Archaeological site in northern Israel

Tel Rosh (תל ראש, "mound of the head"), also known in Arabic as Khirbet Tell ‘er-Ruwesah is an archaeological site located in the Upper Galilee in northern Israel, about 1 km SE of Fassuta, and north of the modern moshav of Elkosh.

== Site ==
The site is an artificial mound, known as a "Tell", with an area of 25 dunam, located on top of a hill The excavation has revealed that in some period, the settlement at the site has extended to the slopes of the mound. The site is located between the western highlands of the Galilee, characterized by moderate plateaus sloping towards the Mediterranean coast in the east, and the ridge of Mount Meron to the east. The areas to the west are suitable for agriculture. A water source is available at the Elkosh Spring, some 500 meters south of the site. The site is located next to the ancient road which connects the city of Acre with Tebnine. These features have allowed the site to become a significant settlement throughout its long history.

==History==
Surveys at the site have shown that it was inhabited throughout almost every archaeological and historical period from the Early Bronze Age to the Ottoman Period, spanning roughly 5,000 years. During the Iron Age II period contemporary with the Kingdom of Israel and Phoenicia, it was a regional center. The site was identified with "Beit-Shemesh", mentioned in the Hebrew Bible as a town in the territory of the Tribe of Naphtali (not to be confused with Beit-Shemesh in Judea). A minor excavation was conducted at the site by Israeli archaeologists and a new study has suggested identifying the site with another settlement known in the biblical texts as "Rehob", in the territory of the Tribe of Asher.

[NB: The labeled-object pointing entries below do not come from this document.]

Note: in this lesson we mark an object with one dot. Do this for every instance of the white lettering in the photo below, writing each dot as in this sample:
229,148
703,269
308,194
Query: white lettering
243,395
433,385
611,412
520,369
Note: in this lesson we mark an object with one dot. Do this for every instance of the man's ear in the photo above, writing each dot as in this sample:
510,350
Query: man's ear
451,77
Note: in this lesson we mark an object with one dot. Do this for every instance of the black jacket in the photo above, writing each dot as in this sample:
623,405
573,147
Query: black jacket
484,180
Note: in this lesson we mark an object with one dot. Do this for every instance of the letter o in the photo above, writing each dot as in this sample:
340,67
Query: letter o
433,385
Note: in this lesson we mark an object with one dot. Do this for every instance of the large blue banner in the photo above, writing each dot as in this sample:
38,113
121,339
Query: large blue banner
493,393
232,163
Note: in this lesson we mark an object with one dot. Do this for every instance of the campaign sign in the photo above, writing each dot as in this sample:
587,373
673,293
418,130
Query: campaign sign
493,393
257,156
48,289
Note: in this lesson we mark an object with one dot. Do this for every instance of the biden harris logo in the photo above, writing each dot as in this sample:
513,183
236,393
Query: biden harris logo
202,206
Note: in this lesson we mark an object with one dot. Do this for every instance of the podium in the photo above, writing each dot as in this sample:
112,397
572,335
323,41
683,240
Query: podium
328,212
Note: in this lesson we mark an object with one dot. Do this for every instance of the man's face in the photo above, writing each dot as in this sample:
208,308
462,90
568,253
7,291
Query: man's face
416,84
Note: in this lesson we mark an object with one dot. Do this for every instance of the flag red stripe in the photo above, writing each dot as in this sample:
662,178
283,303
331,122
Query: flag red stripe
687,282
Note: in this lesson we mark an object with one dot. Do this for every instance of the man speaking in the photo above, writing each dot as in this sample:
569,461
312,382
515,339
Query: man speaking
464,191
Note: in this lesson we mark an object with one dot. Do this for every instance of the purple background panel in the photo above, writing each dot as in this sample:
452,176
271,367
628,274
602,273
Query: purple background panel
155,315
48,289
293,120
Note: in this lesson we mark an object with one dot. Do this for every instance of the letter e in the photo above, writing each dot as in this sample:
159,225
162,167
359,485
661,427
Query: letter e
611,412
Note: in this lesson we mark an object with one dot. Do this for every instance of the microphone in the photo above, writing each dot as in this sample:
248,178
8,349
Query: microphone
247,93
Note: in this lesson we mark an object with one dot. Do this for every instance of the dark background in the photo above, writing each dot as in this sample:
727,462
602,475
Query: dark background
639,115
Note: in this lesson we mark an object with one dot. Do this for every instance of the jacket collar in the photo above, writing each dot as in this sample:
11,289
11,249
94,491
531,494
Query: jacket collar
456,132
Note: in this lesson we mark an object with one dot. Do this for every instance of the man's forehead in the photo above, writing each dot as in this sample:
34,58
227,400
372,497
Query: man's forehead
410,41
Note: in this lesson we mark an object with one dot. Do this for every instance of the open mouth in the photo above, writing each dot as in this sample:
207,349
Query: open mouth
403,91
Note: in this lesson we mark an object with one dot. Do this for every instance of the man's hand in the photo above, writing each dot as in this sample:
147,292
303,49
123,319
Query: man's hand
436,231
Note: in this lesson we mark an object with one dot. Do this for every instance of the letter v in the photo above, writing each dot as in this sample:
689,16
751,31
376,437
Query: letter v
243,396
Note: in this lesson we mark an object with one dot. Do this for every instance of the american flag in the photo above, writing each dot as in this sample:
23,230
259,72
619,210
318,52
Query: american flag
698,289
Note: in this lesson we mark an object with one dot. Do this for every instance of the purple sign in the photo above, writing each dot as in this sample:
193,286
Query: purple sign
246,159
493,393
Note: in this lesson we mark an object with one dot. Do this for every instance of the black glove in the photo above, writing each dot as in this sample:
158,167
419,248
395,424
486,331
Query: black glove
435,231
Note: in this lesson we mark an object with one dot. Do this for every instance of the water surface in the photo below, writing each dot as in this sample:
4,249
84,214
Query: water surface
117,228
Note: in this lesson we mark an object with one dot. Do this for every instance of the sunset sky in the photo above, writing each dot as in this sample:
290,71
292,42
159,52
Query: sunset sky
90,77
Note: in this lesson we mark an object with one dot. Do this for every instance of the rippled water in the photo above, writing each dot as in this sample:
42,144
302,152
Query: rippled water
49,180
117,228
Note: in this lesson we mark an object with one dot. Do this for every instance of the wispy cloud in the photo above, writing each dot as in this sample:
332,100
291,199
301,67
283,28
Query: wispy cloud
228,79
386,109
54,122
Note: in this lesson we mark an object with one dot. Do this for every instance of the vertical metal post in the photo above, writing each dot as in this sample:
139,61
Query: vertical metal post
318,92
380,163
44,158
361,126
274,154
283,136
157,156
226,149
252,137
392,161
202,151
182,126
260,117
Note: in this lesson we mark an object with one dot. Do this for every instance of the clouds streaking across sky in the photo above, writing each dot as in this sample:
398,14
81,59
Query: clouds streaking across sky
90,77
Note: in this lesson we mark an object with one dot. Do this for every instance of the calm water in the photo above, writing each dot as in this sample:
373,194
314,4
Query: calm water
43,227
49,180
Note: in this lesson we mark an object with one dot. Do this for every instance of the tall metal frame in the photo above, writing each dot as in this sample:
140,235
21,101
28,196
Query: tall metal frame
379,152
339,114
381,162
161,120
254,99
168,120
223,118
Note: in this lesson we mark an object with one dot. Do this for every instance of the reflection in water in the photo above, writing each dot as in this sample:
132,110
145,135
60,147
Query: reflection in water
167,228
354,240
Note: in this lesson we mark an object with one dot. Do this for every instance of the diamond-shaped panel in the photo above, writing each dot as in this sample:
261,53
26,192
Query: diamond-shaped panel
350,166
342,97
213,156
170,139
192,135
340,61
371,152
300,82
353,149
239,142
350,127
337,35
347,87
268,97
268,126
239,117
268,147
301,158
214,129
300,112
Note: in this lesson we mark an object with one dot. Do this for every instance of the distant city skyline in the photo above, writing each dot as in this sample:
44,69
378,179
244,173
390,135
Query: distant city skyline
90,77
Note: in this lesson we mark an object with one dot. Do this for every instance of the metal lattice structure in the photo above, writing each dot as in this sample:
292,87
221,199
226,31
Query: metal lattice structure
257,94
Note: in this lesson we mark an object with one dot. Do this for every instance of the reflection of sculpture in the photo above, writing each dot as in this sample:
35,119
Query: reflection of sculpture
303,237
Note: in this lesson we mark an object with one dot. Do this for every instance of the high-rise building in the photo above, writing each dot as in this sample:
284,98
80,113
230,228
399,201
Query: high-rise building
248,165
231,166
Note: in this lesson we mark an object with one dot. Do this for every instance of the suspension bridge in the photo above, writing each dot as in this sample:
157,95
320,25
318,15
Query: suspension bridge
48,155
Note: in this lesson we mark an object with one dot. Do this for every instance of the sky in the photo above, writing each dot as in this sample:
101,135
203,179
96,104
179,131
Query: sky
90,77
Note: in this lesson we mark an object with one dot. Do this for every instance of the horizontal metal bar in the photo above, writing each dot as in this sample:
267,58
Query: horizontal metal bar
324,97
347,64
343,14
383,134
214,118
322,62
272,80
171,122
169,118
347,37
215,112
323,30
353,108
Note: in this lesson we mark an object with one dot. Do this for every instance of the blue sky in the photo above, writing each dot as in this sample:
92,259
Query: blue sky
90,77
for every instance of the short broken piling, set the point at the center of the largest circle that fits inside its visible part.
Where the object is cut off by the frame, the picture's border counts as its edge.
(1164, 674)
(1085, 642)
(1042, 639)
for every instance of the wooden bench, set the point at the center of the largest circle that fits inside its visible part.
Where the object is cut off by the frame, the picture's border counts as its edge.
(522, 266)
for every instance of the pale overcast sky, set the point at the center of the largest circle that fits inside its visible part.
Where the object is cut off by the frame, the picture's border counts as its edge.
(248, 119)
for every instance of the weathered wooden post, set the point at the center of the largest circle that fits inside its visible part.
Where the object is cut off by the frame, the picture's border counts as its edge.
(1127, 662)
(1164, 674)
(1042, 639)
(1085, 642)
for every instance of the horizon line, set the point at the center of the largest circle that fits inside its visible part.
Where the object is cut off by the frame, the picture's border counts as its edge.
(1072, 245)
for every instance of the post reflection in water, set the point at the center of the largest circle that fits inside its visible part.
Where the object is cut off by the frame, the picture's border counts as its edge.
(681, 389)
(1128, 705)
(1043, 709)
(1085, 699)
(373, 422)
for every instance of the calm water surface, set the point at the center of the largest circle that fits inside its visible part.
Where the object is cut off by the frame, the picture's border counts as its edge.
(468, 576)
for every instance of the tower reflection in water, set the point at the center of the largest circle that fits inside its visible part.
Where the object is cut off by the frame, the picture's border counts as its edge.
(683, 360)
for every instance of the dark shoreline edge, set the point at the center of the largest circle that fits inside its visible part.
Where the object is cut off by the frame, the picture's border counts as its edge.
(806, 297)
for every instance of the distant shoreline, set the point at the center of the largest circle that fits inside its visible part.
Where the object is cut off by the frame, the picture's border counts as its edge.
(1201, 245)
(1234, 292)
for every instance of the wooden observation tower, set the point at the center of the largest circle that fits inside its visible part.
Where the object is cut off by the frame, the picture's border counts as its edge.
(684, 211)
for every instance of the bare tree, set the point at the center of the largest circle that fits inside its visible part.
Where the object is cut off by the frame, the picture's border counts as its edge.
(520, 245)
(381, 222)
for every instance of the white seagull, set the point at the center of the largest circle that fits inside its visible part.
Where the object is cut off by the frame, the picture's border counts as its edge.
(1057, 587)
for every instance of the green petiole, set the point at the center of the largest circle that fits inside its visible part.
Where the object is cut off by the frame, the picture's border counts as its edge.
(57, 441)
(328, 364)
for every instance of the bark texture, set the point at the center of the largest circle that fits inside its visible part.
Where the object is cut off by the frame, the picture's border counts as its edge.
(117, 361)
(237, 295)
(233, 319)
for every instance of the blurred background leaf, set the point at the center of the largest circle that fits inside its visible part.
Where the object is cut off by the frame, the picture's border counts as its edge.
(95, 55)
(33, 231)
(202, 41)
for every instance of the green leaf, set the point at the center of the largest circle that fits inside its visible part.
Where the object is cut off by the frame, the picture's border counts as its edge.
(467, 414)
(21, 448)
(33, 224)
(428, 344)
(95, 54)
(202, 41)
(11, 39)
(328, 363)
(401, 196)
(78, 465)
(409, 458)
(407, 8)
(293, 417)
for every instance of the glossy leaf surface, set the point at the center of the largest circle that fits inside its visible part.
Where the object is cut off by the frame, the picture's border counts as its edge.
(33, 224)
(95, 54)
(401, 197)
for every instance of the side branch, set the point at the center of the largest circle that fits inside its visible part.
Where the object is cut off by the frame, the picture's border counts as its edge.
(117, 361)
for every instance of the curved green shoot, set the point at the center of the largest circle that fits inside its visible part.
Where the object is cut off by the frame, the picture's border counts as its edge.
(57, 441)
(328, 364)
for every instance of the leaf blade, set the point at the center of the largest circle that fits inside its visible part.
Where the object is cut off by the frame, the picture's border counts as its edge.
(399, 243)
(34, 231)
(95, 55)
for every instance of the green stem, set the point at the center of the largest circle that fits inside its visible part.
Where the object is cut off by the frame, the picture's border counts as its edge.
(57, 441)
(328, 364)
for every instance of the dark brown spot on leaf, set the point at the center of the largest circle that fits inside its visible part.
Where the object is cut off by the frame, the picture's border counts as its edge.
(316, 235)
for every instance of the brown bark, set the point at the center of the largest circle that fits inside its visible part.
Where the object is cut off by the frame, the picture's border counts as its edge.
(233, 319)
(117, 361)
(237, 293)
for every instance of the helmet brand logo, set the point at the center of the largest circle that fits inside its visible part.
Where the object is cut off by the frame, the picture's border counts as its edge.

In the Crusader era it was known as Roeis, and in 1183 it was noted that Godfrey de Tor sold the land of the village to Joscelin III. In 1220 Jocelyn III's daughter Beatrix de Courtenay and her husband Otto von Botenlauben, Count of Henneberg, sold their land, including Roeis and the nearby Cassie (Dayr al-Qassi), to the Teutonic Knights.

== Research ==
The site was explored in the late 19th century by European researchers Victor Guérin and by Conder and Kitchener of the Palestine Exploration Fund. The site, which had no proper access, remained overlooked until Israeli archaeologists Ruth Amiran and Yohanan Aharoni surveyed the site between 1948 and 1953, thanks to new roads that were paved. The region was believed to have been sparsely populated because of the harsh terrain and the lack of ancient sources, but the surveys of Amiram and Aharoni have revealed the long occupation record of the site and its archaeological potential. An excavation was planned by Amiram in 1952 but it was never conducted. The site was excavated in 2017 and 2018 by the Kinneret College in collaboration with the Open University of Israel. Four areas were studied, two on the peak of the mound and two in its slopes. The excavation yielded assemblages of pottery from many different periods, remains of architecture, agricultural tools, and more.

Hayah Katz, who headed the excavation, and Yigal Levin, have written in an article that Tel Rosh is the most likely candidate for "Rehob", mentioned in the Book of Joshua 19:28, between Ebron, Hammon and Kanah.